6.6 The warranty contained in this Condition is specifically limited to Buyer and no warranty is made to any other person, whether subsequent buyer or user, or to any bailee, licensee, assignee, agent or otherwise.
6.7 The Company gives no warranty and makes no representation that any sale or use by Buyer of the Goods will be free from infringement of any patent or other intellectual property right owned or controlled by any third party.
7. RETENTION OF TITLE
7.1 Notwithstanding delivery the property in the Goods will remain in the Company and subject to the following provisions of this Condition Buyer will hold the Goods as bailee for the Company until payment in full of the price for the Goods and all other sums due from Buyer to the Company on any account whatsoever (in this Condition referred to as "Payment").
7.2 If Buyer (before Payment) sells the Goods to any third party it shall, as between Buyer and such third party sell as principal but as between Buyer and the Company, Buyer shall sell as the fiduciary agent of the Company.
7.3 Buyer shall hold such part of the proceeds of any such sale as equates to the aggregate amount due from Buyer to the Company on any account whatsoever separate and for the Company's account pending Payment or shall if the Company so requires authorise and direct such third party to pay to the
Company a like part of the sum due to Buyer in respect of the Goods so sold and assign to the Company such part of the debt owed to Buyer by such third party.
7.4 Buyer shall keep the Goods in good condition, and separate and clearly identified as the property of the Company until Payment.
7.5 After delivery and until Payment Buyer shall keep the Goods fully insured and if the Goods are lost, damaged or destroyed shall hold the proceeds of insurance to the order of the Company pending Payment.
7.6 The Company may at any time without notice recover possession of Goods the property of the Company and Buyer grants to the Company irrevocable license to enter for that purpose any premises then occupied by Buyer.
7.7 The Company shall be entitled to maintain an action for the price of the Goods, notwithstanding that the property in them has not passed to Buyer.
8. LIABILITY
8.1 All descriptions, representations, specifications, samples, colours, illustrations and other particulars furnished or made orally by the Company or in any catalogues, trade literature, price lists or other documents issued by the Company are given for general information purposes only and Buyer acknowledges that it is not entering into the contract in reliance upon any such description, representation, specification, sample or other particular.
8.2 Except to the extent specifically provided for in these Conditions, the Company shall not be liable whether in contract, tort or otherwise for any loss, damage or injury however caused or arising from any defect in, failure in, or unsuitability for any purpose of, the Goods.

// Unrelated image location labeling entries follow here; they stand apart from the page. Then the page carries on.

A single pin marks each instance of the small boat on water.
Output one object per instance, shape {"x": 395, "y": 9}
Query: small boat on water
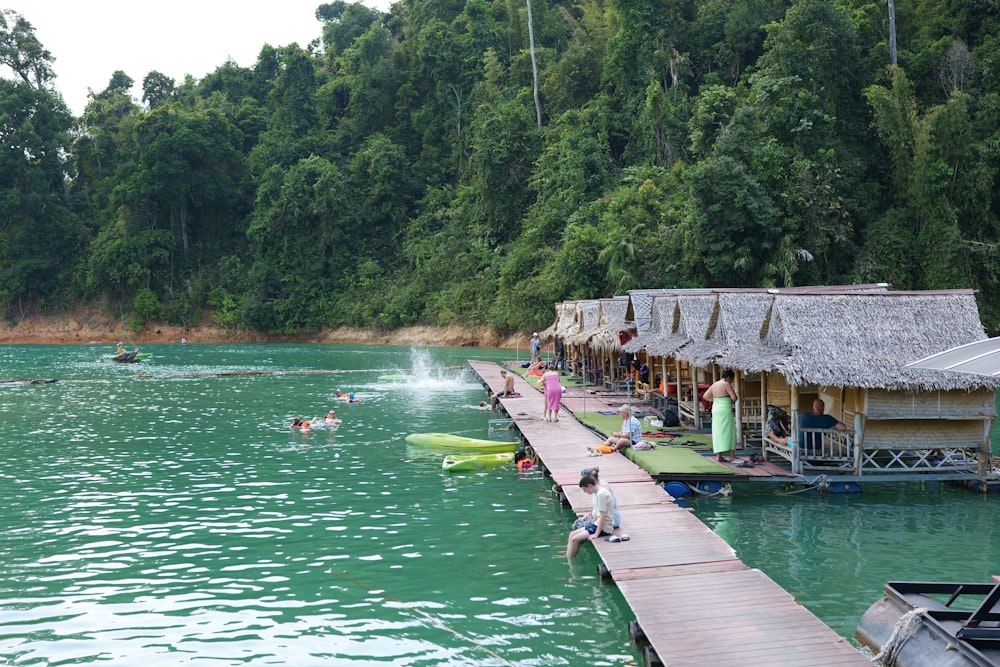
{"x": 459, "y": 462}
{"x": 930, "y": 624}
{"x": 449, "y": 441}
{"x": 131, "y": 357}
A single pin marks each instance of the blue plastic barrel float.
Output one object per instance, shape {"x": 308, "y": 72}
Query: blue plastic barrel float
{"x": 677, "y": 489}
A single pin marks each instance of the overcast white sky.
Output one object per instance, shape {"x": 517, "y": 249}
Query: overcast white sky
{"x": 90, "y": 39}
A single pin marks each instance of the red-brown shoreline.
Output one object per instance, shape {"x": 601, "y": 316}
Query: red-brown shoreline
{"x": 98, "y": 329}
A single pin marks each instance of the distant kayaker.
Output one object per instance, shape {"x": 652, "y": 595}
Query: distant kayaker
{"x": 508, "y": 387}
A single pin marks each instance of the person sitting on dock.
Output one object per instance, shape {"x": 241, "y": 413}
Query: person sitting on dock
{"x": 616, "y": 513}
{"x": 818, "y": 418}
{"x": 603, "y": 521}
{"x": 508, "y": 388}
{"x": 630, "y": 434}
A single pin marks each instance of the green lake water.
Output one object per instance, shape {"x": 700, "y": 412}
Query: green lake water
{"x": 162, "y": 514}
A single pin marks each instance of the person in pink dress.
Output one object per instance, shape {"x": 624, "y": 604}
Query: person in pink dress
{"x": 553, "y": 394}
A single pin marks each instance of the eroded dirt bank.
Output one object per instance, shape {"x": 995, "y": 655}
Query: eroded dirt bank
{"x": 97, "y": 328}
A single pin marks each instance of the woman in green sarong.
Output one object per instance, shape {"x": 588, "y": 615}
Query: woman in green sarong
{"x": 723, "y": 396}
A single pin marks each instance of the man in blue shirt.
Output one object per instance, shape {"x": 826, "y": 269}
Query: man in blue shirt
{"x": 630, "y": 434}
{"x": 817, "y": 419}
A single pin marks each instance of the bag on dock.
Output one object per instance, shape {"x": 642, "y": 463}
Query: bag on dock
{"x": 669, "y": 417}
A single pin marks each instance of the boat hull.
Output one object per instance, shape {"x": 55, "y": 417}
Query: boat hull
{"x": 449, "y": 441}
{"x": 458, "y": 462}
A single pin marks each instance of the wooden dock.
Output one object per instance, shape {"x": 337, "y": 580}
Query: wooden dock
{"x": 694, "y": 601}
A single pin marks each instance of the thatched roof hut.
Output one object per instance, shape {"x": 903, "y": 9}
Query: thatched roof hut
{"x": 587, "y": 322}
{"x": 565, "y": 323}
{"x": 640, "y": 309}
{"x": 606, "y": 339}
{"x": 664, "y": 335}
{"x": 742, "y": 316}
{"x": 699, "y": 314}
{"x": 866, "y": 339}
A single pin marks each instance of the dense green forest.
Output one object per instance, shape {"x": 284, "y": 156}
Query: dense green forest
{"x": 475, "y": 161}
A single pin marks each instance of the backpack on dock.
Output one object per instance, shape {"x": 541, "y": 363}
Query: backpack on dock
{"x": 669, "y": 417}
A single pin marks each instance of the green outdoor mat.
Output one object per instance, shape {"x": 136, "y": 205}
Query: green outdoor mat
{"x": 671, "y": 459}
{"x": 606, "y": 424}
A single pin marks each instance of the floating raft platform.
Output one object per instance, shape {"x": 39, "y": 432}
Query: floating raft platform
{"x": 695, "y": 602}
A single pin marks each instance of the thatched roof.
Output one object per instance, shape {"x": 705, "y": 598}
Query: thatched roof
{"x": 664, "y": 335}
{"x": 587, "y": 322}
{"x": 662, "y": 309}
{"x": 565, "y": 323}
{"x": 742, "y": 316}
{"x": 699, "y": 315}
{"x": 866, "y": 339}
{"x": 612, "y": 322}
{"x": 640, "y": 308}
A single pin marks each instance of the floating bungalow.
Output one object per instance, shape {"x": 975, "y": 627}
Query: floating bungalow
{"x": 847, "y": 346}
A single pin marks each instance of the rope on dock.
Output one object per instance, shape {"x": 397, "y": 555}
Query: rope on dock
{"x": 725, "y": 492}
{"x": 820, "y": 482}
{"x": 905, "y": 628}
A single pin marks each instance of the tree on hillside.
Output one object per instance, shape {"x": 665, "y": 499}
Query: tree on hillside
{"x": 21, "y": 51}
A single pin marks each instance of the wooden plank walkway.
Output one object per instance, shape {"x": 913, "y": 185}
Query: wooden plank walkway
{"x": 694, "y": 600}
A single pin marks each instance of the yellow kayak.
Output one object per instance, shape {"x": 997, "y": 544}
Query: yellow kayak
{"x": 449, "y": 441}
{"x": 476, "y": 461}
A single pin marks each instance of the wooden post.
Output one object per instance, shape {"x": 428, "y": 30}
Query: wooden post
{"x": 796, "y": 466}
{"x": 738, "y": 388}
{"x": 696, "y": 404}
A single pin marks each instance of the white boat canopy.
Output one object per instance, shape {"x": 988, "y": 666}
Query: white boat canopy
{"x": 979, "y": 358}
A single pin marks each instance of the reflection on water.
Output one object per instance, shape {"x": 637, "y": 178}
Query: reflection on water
{"x": 834, "y": 553}
{"x": 169, "y": 515}
{"x": 165, "y": 513}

8.3 The Company shall not in any event be liable for any indirect or consequential loss whatever and however caused.
8.4 Nothing in these Conditions shall exclude or restrict any liability for death or personal injury resulting from the Company's negligence, as that expression is defined in Section 1 of the Unfair Contract Terms Act 1977.
9. WAIVER
No failure or delay by the Company is exercising any right hereunder shall operate as a waiver thereof or extend to or affect any other or subsequent event or impair any rights or remedies consequent thereon or in any way modify or diminish the rights of the Company under these conditions.
10. ASSIGNMENT
Buyer shall not assign or transfer or purport to assign or transfer any contract to which these Conditions apply or the benefit thereof to any other person.
11. SEVERANCE
If any Condition shall become or shall be declared by any court of competent jurisdiction to be invalid or unenforceable in any way, such invalidity or unenforceability shall in no way impair or affect any other Condition all of which shall remain in full force and effect.
12. NOTICES
Any notice to be given under these Conditions may be delivered, or be sent by first class pre-paid post addressed to the party to be served at the address for such party last known to the party giving the notice or may be transmitted by email to the email address of the party to be served last known to the party giving notice. Notices served by post shall be deemed served 48 hours after posting and notices served by email deemed served on ‘read receipt’.
13. FORCE MAJEURE
Any contract to which these Conditions apply is subject to cancellation by the Company or to such variation as it may find necessary by reason of inability to secure labour, materials, transport or supplies or by reason of strike, lockout, trade dispute, weather conditions, hostilities, legislation,
Act of God or any cause whatsoever beyond the control of the Company.
14. GOVERNING LAW
These Conditions shall be governed by and construed in accordance with English law and Buyer submits to the non-exclusive jurisdiction of the English Courts.